The Belt and Road Forum had both Russia’s President Vladimir Putin meeting with China’s President Xi Jinping on the progress of the Silk Road project, and on other programs the two leaders of the BRICS coalition have underway. And while the U.S. chose to send only a token representative to this historic conference, an interesting thing occurred outside of the Forum that signals the continuing global movement away from U.S. hegemony.
And that event was the acceptance of seven more countries into the Asian Infrastructure and Investment Bank (AIIB), which brings the total now to 77 nations signed up for China’s version of the IMF.
The Asian Infrastructure Investment Bank (AIIB) announced on Saturday that its Board of Governors has adopted resolutions approving seven applicants to join the bank, bringing the bank's total membership to 77, according to Xinhua News Agency.
The announcement came one day before the Belt and Road Forum for International Cooperation, which will be held in Beijing on May 14 and 15.
The bank said that three of the new members are "regional" -- Bahrain, Cyprus, and Samoa. The other four are non-regional prospective members, namely Bolivia, Chile, Greece and Romania.
Xinhua quoted AIIB President Jin Liqun as saying that more countries are expected to join the bank as they realize its internationalism contributes to development in Asia and the global economy. – CGTN News
These new additions to the AIIB bring the total number of member countries to around one-third of the world’s number of sovereign states, and who will all be intrinsically involved in playing a key role in China’s vision for global growth and expansion.

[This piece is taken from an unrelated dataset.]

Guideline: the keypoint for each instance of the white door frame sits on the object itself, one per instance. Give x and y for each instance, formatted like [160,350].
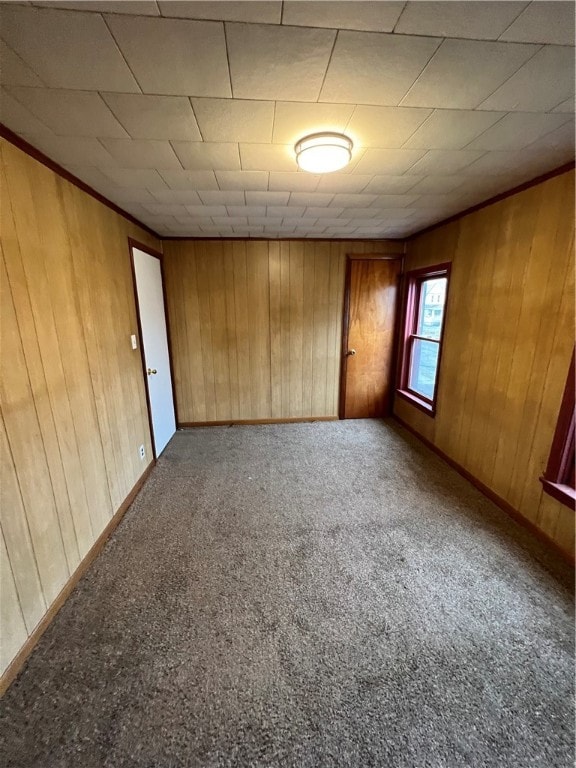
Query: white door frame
[157,255]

However, today’s Belt and Road Forum meetings and the news regarding the AIIB’s expansion are not the only significant events China had going on this week in the world’s monetary and economic systems. That is because over in Europe, Hong Kong’s London Metals Exchange made a bid on Wednesday to take over the reins of the London Silver Fix which was scuttled back in March when the CME Group backed out of their contract to benchmark gold and silver prices at the LBMA.
While the U.S. and Europe continue to stagnate economically, and seek to counteract this by fomenting conflicts across the globe to mask their deteriorating monetary systems, China keeps moving forward with economic opportunities and solutions in an attempt to wrench the world away from the dying construct of a polar reserve currency system. And with one-third of the world’s sovereign nations now on board with China’s AAIB bank to compliment their ever-growing Silk Road projection, they should not be very far away from reaching critical mass, and forcing Washington to capitulate their long-standing control over the way the world conducts business, commerce, and trade.